Saturday, 31 January 2026

Power without vocabulary: The risks of inarticulate statecraft

India today operates in an environment that is at once familiar and radically new. Familiar because power, interest, territory, and security remain the core currencies of international and domestic politics; new because the forms through which these forces act—technology, finance, demography, information, and identity—have changed their scale, speed, and reach. 

In this context, India increasingly confronts a paradox: it possesses rising material capabilities and global visibility, yet often lacks a coherent language through which to think about, explain, and integrate its exercise of power. What is needed is not a new ideology, but a new language of statecraft—one that is precise, grounded, and capable of holding contradictions without dissolving into slogans.

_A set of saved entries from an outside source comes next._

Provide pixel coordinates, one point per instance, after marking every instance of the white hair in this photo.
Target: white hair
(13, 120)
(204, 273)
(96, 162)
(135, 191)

For much of the post-independence period, India’s statecraft was articulated through a moral vocabulary. Non-alignment, strategic restraint, peaceful coexistence, and developmental solidarity were not merely policies but ethical positions. This language served India well in an era of bipolarity and limited resources. However, as India’s economic weight, strategic reach, and internal complexity have grown, the older idiom has begun to strain. 

Moral assertion without material follow-through invites scepticism; ambition without clarity invites miscalculation. A new language is required precisely because power without articulation becomes reactive, and articulation without realism becomes performative.

At the same time, calls for “hard realism” or “pure national interest” are equally insufficient. A language of statecraft that reduces policy to transactional deal-making or perpetual rivalry ignores the realities of a plural society and a democratic polity. India’s strength has never rested solely in coercive capacity. It lies equally in institutional legitimacy, social cohesion, and the ability to reconcile authority with consent. 

Any new vocabulary of statecraft must therefore recognise that internal order, social trust, and economic opportunity are not soft variables but central elements of national power. A state that cannot govern its diversity cannot project stability beyond its borders.

The global environment reinforces this need for balance. The world is not moving neatly toward either cooperation or conflict, but toward an unstable coexistence of both. Strategic autonomy today does not mean equidistance from all powers; it means the capacity to make differentiated choices without structural dependence. 

Similarly, development can no longer be framed as a purely economic process detached from security, supply chains, or technological sovereignty. The language of statecraft must therefore integrate economy, security, and society into a single analytic frame, rather than treating them as separate policy silos.

History offers guidance, but not templates. Ancient Indian thinkers understood that statecraft was an exercise in managing uncertainty rather than imposing order. Power was to be accumulated, restrained, and legitimised simultaneously. Yet nostalgia can be as misleading as amnesia. The task is not to revive past doctrines, but to recover a habit of strategic thinking that accepts ambiguity, anticipates second-order effects, and resists moral absolutism. A mature state does not need to declare itself virtuous; it needs to be predictable, credible, and resilient.

Ultimately, a new language of statecraft is about intellectual discipline. It requires speaking honestly about limits as well as ambitions, trade-offs as well as choices. It requires recognising that not every challenge is existential, and not every success is transformational. Most importantly, it requires moving beyond binary thinking—between idealism and realism, growth and welfare, security and liberty. 

India’s rise will not be judged only by what it achieves, but by how coherently it understands and explains its own actions. In that sense, the language of statecraft is not an accessory to power; it is one of its essential foundations.